We have thought to climb out our window and up the fire escape. We want not only the noise to stop—to find a way to make it stop—but desperately to confirm our suspicions, satisfy our curiosity, see with our own eyes this woman and her inscrutable nightly performance. But the thought of peeping in on her life, of violating her privacy, makes us uncomfortable. In truth, we are nervous. Without wanting to, we have come to demonize the woman, and find it hard to believe that she doesn’t sense our hatred. That it isn’t in some way reciprocated. What if she catches us, hands cupping our faces, peering in? We see her: coming at us from the shadows of the room, flippers raised, fanned out and perhaps dripping, craning her long neck forward, dire, blood-chilling shrieks emitting from her parted beak, stabbing at the air, as we, barefooted, already unsteady on the slatted catwalk, attempt to slip down the narrow ladder, three stories above the concrete back yard, in our nightgown and pajama bottoms. Or worse, more troubling: what if storming up the ladder, ready to embrace our rage, to beat on the window glass shouting, we were to discover the woman on her knees, shoulders shaking under a pink robe, one bare bulb swinging overhead, throwing light on the walls and upended furniture and clutter surrounding her weeping into the floor: flippers rise to touch her face, arrange and then stroke her hair, slide gently down to cross her chest and squeeze until, eyes closed, beak nuzzled to neck, she quiets between them. What now? we can hear ourselves ask, ashamed to be watching. Our voices strange, despaired. What now?

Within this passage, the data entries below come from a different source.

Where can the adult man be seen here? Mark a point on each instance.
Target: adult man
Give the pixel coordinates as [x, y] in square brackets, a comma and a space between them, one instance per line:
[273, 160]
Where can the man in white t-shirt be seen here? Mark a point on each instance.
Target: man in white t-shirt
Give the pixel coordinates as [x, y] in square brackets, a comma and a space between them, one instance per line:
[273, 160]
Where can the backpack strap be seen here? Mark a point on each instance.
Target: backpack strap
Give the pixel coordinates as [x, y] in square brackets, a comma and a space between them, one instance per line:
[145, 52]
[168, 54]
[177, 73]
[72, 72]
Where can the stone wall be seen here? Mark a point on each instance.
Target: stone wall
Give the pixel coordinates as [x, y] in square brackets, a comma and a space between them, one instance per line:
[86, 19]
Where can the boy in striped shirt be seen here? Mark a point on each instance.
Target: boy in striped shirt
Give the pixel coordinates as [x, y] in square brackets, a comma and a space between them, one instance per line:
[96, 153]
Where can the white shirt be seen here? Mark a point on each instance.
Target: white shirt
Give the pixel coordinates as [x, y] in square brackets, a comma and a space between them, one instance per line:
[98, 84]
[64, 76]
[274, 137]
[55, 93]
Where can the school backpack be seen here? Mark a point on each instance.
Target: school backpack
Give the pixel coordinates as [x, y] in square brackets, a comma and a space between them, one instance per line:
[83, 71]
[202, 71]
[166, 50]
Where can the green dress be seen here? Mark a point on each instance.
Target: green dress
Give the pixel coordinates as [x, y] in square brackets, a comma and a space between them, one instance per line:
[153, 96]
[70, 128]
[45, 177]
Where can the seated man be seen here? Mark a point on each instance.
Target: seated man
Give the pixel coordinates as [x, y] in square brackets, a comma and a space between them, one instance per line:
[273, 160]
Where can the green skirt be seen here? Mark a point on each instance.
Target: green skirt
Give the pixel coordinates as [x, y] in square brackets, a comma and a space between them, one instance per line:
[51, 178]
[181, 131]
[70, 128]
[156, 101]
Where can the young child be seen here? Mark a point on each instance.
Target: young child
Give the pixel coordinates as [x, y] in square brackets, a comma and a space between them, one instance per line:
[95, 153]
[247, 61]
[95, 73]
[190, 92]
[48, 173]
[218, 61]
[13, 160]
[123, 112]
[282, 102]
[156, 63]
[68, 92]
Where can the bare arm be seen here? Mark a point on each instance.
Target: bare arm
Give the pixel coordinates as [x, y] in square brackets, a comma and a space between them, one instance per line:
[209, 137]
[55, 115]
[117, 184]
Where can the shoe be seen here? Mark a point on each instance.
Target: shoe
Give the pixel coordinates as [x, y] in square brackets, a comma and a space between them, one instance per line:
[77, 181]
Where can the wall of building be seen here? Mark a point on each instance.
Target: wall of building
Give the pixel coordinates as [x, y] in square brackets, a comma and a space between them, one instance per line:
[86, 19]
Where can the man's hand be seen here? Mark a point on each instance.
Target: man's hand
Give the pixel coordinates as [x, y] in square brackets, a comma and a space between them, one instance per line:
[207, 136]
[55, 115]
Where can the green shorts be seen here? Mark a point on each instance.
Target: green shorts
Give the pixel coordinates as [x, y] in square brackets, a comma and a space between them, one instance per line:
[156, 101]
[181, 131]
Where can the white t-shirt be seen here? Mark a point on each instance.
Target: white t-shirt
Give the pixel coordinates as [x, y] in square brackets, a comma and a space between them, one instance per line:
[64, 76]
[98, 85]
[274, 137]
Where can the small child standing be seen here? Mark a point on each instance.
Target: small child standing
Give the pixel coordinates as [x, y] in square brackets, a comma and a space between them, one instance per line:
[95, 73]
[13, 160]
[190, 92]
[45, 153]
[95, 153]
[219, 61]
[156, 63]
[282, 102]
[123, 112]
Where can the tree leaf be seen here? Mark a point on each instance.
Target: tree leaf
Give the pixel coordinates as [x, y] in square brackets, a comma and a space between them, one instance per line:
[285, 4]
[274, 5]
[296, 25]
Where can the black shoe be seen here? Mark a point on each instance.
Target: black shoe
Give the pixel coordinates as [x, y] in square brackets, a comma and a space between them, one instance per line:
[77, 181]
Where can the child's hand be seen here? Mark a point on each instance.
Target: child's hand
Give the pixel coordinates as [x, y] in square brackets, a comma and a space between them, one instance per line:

Meanwhile, tonight in our room, our pet bird stalks about in his dark mood: inexplicably nervous, suddenly enraged. He pulls at his bundle of coiled pink cords that stretch and snap like rubber bands, rattling the cage. He grinds his beak along the chalky edges of a cuttlebone until he finds the metal clasps that hold it. Working them loose, he watches the cuttlebone go knocking down. He bristles when we shush him, ivory-white quills rising like spines among his fluffed green feathers, one beady eye on us, blinking. He climbs higher. No toy goes unmolested before he scuttles off.
Shush, we say. Now shush.
On the lower perch again, he bobs and squawks, bobs and squawks, as if, by bouncing heavily while crying at top volume, his weight might splinter then crack the wood. He hunches forward, eyes narrowed to black slits behind the two hard pinhole nostrils that crown his bill, and spreads his wings to their full width: beats once, sending chaff and wisps of down swirling to the floor, and then again, littering pellets, seeds, and food flakes across the dresser beneath his cage. He stops flapping only to thread his thorny nails through the thin bars of his cage. The tiny knuckles of his dry, scaly claws, so much like our own segmented fingers, curl around.